Sächsische Märchenstunde - Tagung „Rotwildmanagement pro Waldumbau“ zwischen Realsatire und Bankrotterklärung

Ein Kommentar von Dr. Christine Miller, Wildbiologin und Jägerin

An einem strahlenden Wochenende im Herbst zum Thema Rotwildmanagement einen Saal zu füllen, gelingt nicht jedem. Aber die Erwartungen der Teilnehmer am Statuskolloquium zum Kooperationsprojekt von Sachsenforst und TU Dresden, veranstaltet am 23. September in Tharandt waren hoch. Doch am Ende standen mehr Fragen im Raum als (Zwischen-)ergebnisse präsentiert wurden.

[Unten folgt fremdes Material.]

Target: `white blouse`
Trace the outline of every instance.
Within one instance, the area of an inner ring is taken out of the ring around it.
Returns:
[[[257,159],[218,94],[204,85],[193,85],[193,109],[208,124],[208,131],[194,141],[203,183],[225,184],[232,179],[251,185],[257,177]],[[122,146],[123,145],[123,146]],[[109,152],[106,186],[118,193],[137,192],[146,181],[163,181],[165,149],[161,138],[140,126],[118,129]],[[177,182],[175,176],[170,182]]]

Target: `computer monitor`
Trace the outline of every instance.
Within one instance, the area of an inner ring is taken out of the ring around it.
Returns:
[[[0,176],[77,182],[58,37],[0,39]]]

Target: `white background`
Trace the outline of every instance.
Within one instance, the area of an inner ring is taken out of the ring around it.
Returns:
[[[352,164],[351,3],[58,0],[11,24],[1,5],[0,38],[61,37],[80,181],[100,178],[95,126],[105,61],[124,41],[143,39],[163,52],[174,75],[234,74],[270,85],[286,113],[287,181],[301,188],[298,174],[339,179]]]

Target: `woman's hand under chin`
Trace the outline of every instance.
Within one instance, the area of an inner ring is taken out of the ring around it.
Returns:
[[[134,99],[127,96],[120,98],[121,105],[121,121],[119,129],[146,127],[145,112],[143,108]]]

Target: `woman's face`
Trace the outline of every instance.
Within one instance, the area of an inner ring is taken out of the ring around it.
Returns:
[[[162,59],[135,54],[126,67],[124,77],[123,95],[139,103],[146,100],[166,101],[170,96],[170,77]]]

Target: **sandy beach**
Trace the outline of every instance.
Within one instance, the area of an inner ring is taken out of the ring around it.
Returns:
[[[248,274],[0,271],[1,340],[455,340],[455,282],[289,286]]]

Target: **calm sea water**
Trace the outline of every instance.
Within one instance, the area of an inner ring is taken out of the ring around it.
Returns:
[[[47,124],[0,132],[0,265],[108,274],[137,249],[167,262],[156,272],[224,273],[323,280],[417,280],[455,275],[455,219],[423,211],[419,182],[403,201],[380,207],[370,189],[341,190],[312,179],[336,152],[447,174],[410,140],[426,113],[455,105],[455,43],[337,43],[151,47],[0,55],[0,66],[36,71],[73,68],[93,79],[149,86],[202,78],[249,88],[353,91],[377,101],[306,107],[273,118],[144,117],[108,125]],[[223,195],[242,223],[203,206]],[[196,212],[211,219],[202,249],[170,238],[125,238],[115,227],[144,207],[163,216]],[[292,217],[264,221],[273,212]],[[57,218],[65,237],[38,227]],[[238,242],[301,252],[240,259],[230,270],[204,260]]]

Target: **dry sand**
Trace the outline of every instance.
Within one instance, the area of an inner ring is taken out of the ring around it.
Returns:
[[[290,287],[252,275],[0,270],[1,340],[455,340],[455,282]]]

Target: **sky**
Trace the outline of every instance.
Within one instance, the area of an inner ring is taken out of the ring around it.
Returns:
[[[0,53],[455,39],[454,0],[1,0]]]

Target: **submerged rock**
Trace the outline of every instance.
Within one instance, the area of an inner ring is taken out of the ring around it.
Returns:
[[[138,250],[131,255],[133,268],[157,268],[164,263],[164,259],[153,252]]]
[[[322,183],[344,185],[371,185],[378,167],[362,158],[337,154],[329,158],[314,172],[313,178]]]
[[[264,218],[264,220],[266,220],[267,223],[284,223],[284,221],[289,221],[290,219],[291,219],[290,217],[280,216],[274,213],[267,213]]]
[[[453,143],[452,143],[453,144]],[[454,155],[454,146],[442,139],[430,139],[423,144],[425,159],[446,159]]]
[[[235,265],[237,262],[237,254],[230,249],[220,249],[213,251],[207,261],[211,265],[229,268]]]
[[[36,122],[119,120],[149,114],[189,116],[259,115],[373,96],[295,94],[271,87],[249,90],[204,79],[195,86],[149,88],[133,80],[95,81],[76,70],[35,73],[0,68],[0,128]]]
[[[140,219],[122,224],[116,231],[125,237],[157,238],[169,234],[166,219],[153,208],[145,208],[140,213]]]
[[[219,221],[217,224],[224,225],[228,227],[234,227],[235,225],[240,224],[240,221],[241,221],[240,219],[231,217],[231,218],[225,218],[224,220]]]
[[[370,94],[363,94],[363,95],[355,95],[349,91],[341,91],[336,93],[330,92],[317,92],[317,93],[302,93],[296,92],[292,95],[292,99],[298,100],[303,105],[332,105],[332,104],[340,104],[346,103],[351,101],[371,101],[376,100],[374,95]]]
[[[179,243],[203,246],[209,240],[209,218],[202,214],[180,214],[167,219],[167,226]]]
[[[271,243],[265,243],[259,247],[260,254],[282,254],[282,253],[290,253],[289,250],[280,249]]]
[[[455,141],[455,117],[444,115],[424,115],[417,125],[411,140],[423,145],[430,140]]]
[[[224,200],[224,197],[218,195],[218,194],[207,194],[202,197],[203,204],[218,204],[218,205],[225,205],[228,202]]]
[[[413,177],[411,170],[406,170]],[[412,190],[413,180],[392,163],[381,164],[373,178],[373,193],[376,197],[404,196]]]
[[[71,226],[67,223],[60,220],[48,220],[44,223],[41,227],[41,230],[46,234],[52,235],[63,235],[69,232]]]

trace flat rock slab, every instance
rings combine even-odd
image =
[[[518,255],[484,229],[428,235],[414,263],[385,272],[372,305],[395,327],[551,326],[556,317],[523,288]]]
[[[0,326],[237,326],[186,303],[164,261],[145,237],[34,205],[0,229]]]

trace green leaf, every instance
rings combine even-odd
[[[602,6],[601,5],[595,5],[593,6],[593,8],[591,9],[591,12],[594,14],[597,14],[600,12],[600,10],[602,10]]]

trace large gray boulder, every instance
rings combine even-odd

Und manche Tagungsteilnehmer fragten sich verwundert: „Welchen Erkenntnisgewinn soll die eingesetzte halbe Million Steuergelder des Freistaats tatsächlich bringen?“

Wissen und Wissen-wollen

Die Referenten des Vormittags sollten den Rahmen setzen für das insgesamt auf drei Jahre ausgelegte Projekt von Sachsenforst. Ulf Hohmann von der Forschungsanstalt für Waldökologie und Forstwirtschaft in Rheinland-Pfalz stellte verschiedene Methoden vor, mit denen sich vor allem Rotwildbestände erfassen lassen. Mit hohem technischen Aufwand, von DNA-Analysen bis zum Drohneneinsatz, geht zwar so manches. Aber die kritischen Fragen von Fachkollegen im Publikum zeigten auch die Grenzen. Denn Wildtiere halten sich nur selten an die engen Spielregeln, die verschiedenen Methoden setzen. Nicht jede Schlussfolgerung über den lebenden Wildbestand ist möglich und gesichert. Doch das Wichtigste: Wozu muss ich meinen Wildbestand durchnummerieren?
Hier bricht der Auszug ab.